Example 2: Different numbers of partitions in DC1 and DC2

In this example, the number of partitions in the inventory topic in DC2 is different from the number of partitions in the inventory topic in DC1 after migration.

Prerequisites

  • Confluent Platform 5.0.0 or later is installed. For more information, see Install Confluent Platform On-Premises.

  • The value of the src.consumer.group.id parameter in Confluent Replicator must match the value of the group.id parameter in Apache Kafka MirrorMaker.

Procedure

  1. Run the following command to stop the Apache Kafka MirrorMaker instance that is running in DC1. In the command, <mm pid> is the process ID of Apache Kafka MirrorMaker.

    kill <mm pid>
  2. Configure and start Confluent Replicator. In this example, Confluent Replicator is run as an executable from the command line or a Docker image.

    1. Add the following code to the CONFLUENT_HOME/etc/kafka-connect-replicator/replicator_consumer.properties file. Replace localhost:9082 with the address specified by the bootstrap.servers parameter in the source cluster.

      bootstrap.servers=localhost:9082
      topic.preserve.partitions=false
    2. Add the following code to the CONFLUENT_HOME/etc/kafka-connect-replicator/replicator_producer.properties file. Replace localhost:9092 with the address specified by the bootstrap.servers parameter in the destination cluster.

      bootstrap.servers=localhost:9092
    3. Set the replication factors to 2 or 3.

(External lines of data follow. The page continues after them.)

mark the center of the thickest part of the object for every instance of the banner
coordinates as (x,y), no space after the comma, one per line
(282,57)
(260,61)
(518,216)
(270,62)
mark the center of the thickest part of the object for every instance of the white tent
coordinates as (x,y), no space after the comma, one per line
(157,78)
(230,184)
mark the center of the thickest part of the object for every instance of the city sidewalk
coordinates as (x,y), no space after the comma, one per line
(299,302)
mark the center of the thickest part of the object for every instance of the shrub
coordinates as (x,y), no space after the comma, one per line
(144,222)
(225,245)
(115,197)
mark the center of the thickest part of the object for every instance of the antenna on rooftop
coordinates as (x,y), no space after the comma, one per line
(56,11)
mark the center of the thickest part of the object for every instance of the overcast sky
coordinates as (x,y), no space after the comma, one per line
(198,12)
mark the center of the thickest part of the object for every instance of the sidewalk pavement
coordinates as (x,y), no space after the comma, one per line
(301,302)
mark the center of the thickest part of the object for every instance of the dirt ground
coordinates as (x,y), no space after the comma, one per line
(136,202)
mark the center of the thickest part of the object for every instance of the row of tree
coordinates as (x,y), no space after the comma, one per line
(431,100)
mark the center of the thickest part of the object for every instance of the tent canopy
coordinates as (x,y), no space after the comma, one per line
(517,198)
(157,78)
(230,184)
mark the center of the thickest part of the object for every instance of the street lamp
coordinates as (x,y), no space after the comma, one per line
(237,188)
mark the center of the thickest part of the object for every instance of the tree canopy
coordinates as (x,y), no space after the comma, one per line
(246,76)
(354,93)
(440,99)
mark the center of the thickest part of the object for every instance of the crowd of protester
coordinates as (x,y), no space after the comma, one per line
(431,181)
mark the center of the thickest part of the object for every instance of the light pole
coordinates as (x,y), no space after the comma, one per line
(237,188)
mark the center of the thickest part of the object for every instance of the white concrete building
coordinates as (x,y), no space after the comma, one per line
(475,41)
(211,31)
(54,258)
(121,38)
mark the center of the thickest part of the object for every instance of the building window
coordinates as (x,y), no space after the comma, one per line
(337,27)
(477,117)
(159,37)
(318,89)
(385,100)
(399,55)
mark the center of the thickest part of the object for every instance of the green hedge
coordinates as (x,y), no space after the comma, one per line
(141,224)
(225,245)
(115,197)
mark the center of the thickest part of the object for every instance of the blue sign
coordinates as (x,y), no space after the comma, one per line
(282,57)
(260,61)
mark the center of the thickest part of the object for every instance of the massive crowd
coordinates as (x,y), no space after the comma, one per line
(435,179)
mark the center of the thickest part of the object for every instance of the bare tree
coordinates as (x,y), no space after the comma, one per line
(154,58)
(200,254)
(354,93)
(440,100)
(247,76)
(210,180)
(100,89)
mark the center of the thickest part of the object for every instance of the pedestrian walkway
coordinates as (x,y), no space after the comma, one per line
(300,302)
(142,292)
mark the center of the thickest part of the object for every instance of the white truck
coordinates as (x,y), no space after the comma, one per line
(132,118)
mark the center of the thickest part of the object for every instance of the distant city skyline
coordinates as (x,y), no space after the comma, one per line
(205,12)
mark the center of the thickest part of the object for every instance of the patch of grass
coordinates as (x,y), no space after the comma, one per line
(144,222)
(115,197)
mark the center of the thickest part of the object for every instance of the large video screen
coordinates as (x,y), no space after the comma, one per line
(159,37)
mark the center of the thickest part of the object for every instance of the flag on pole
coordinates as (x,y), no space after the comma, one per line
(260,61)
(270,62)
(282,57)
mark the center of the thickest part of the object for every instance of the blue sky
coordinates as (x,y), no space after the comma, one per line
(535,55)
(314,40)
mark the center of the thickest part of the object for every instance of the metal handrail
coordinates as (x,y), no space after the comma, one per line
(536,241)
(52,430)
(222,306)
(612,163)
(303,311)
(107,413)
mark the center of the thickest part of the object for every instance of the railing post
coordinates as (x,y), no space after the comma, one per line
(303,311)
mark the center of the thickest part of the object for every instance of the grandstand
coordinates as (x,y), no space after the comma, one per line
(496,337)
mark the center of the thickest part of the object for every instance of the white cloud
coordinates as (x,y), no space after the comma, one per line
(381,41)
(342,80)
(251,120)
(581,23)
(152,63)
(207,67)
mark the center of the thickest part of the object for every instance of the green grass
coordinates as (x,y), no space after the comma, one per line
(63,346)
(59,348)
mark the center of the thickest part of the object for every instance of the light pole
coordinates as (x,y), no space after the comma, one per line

      echo "confluent.topic.replication.factor=3" >> ./etc/kafka-connect-replicator/quickstart-replicator.properties
      echo "offset.storage.replication.factor=3" >> ./etc/kafka-connect-replicator/quickstart-replicator.properties
      echo "config.storage.replication.factor=3" >> ./etc/kafka-connect-replicator/quickstart-replicator.properties
      echo "status.storage.replication.factor=3" >> ./etc/kafka-connect-replicator/quickstart-replicator.properties
    4. Start Confluent Replicator.

      replicator --cluster.id <new-cluster-id> \
      --producer.config replicator_producer.properties \
      --consumer.config replicator_consumer.properties \
      --replication.config ./etc/kafka-connect-replicator/quickstart-replicator.properties

    Confluent Replicator starts to replicate messages to DC2 based on the offsets committed by Apache Kafka MirrorMaker in DC1.